Given that the dirham (AED) has been pegged to the dollar at 3.6725 since 1997, a weakening dollar would lead to the Emirati currency also posting losses against the euro, pound, yen and others. Generally, though, the dirham is very rarely traded as a CFD, so other regional markets like Turkey, South Africa, Mexico, Thailand and so on are in greater focus.
The yuan renminbi also has a soft peg to the US dollar, and most emerging economies have China as their main trade partner, so the effect of a weaker dollar on these economies is likely to be positive. Higher prices for the various commodities and minerals exported to China could lead to strengthening for emerging currencies.
Traditionally, traders in the UAE favour major commodities, especially gold and Brent, above forex. A weaker dollar should usually be a positive factor for these as well given that they’re normally priced in dollars internationally. This is reflected in Brent having reached an 11-month high above $57.30 a barrel last week, but gold hasn’t shown strong growth since August.

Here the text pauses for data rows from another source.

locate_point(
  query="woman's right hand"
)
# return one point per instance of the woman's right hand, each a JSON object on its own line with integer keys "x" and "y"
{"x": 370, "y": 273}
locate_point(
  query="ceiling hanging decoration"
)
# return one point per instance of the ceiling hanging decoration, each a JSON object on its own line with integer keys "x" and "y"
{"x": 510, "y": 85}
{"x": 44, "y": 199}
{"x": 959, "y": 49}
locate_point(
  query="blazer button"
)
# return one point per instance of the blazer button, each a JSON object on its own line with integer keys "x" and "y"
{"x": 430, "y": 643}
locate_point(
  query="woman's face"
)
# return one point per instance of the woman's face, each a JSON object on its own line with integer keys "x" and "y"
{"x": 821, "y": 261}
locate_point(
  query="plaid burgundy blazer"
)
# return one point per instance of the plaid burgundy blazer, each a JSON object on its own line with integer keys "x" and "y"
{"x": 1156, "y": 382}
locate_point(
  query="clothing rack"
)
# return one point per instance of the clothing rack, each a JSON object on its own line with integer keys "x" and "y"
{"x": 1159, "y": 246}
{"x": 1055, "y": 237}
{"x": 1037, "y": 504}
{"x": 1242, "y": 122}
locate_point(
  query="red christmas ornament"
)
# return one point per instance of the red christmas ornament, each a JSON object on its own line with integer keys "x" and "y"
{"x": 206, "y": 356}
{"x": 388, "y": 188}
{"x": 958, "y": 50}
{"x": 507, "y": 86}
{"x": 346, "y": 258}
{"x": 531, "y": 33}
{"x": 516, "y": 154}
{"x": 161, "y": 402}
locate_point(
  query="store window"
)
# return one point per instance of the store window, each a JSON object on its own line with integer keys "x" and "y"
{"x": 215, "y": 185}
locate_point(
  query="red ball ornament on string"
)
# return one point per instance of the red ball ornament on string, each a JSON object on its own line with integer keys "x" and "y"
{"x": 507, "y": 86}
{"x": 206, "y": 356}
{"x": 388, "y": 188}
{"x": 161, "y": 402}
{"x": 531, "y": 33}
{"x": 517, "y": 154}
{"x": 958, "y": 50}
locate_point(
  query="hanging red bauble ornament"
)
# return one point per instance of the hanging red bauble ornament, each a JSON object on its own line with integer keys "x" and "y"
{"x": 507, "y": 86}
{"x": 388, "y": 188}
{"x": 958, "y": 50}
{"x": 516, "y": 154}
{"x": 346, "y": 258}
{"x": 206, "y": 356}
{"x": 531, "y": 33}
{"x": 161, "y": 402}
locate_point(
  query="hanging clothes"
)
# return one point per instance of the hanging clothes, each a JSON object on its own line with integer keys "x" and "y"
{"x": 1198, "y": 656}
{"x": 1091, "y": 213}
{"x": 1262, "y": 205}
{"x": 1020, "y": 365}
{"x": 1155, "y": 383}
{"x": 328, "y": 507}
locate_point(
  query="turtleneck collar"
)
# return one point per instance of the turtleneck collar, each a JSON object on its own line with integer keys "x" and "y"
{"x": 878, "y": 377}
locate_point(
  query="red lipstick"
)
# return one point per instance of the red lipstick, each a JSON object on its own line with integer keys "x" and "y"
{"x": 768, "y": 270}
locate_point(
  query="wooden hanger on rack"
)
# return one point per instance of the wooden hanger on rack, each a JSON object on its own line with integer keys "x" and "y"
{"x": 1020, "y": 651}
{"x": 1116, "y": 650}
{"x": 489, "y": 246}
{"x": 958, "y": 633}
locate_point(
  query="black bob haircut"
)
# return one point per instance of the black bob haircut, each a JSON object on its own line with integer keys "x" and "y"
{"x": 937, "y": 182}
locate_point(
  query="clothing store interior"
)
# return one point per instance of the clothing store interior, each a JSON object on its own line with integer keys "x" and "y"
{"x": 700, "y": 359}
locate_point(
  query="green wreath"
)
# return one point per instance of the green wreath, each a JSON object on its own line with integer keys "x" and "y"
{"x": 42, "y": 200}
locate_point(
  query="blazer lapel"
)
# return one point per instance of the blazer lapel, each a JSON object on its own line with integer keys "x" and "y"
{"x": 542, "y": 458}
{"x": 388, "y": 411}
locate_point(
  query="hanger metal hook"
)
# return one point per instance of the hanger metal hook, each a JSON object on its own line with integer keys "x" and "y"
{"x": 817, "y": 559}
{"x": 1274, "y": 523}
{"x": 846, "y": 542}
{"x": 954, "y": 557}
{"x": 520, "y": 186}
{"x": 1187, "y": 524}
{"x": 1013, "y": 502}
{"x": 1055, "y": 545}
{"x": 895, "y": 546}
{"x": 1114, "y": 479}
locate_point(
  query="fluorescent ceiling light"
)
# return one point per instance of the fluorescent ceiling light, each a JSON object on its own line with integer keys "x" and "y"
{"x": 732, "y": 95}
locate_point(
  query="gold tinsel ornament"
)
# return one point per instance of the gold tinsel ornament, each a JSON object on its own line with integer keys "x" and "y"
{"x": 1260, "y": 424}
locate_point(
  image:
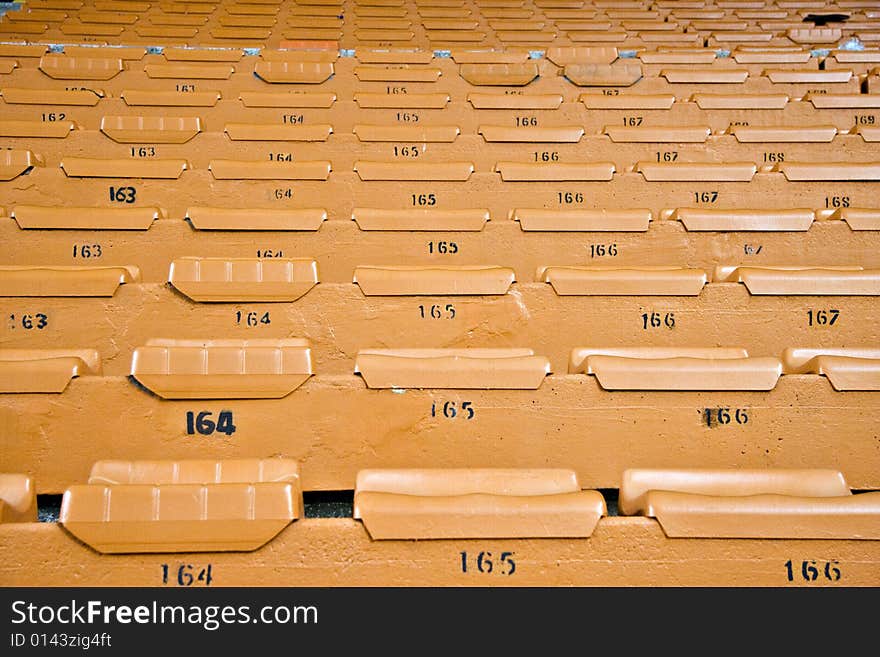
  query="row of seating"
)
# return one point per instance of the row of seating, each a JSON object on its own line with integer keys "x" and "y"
{"x": 186, "y": 524}
{"x": 770, "y": 71}
{"x": 514, "y": 24}
{"x": 286, "y": 279}
{"x": 242, "y": 504}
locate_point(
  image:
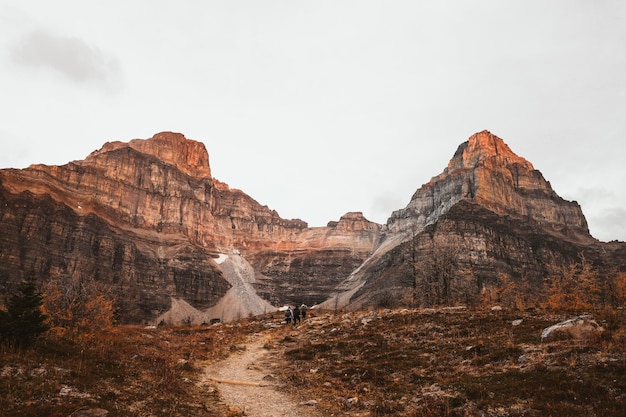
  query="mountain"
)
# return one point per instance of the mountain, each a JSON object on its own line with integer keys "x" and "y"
{"x": 488, "y": 217}
{"x": 147, "y": 219}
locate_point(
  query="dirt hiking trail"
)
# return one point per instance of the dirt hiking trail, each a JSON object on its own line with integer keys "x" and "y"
{"x": 246, "y": 384}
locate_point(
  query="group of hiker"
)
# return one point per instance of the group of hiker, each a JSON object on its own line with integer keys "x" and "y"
{"x": 296, "y": 315}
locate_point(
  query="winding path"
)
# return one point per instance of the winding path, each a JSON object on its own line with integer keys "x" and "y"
{"x": 245, "y": 383}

With bitcoin having broken its parabolic advance and buyers seemingly exhausted after such a long period of extremely strong gains, there now seems to be little impetus to push up and reach a new high.
Meanwhile, specialists in trading commodities have had the potential to outperform those focusing on forex over the last few weeks, and obviously many crypto traders have made big gains since the end of last year. Given commodities’ sensitivity to the early stages of inflation, the former of these groups is likely to retain prominence over the next couple of quarters.
However, the situation for crypto seems much less certain. With bitcoin having broken its parabolic advance and buyers seemingly exhausted after such a long period of extremely strong gains, there now seems to be little impetus to push up and reach a new high.
Considering strategy itself rather than application, clearly short-term traders continue to hold the edge. Uncertainty might not be in main view now, but it’s still present in the background: there is no consensus on how long it might take for vaccines to become widely available and economies to return to something like normal.
Equally, new strains of Covid-19 spreading from the UK, South Africa and others have led to many politicians and medical advisers to governments to switch from the previous narrative of ‘living with Covid’ to talk of eradication. These factors and the potential for sentiment to change rapidly mean that scalpers and day traders have the edge over swing traders in CFD markets, at least for the moment.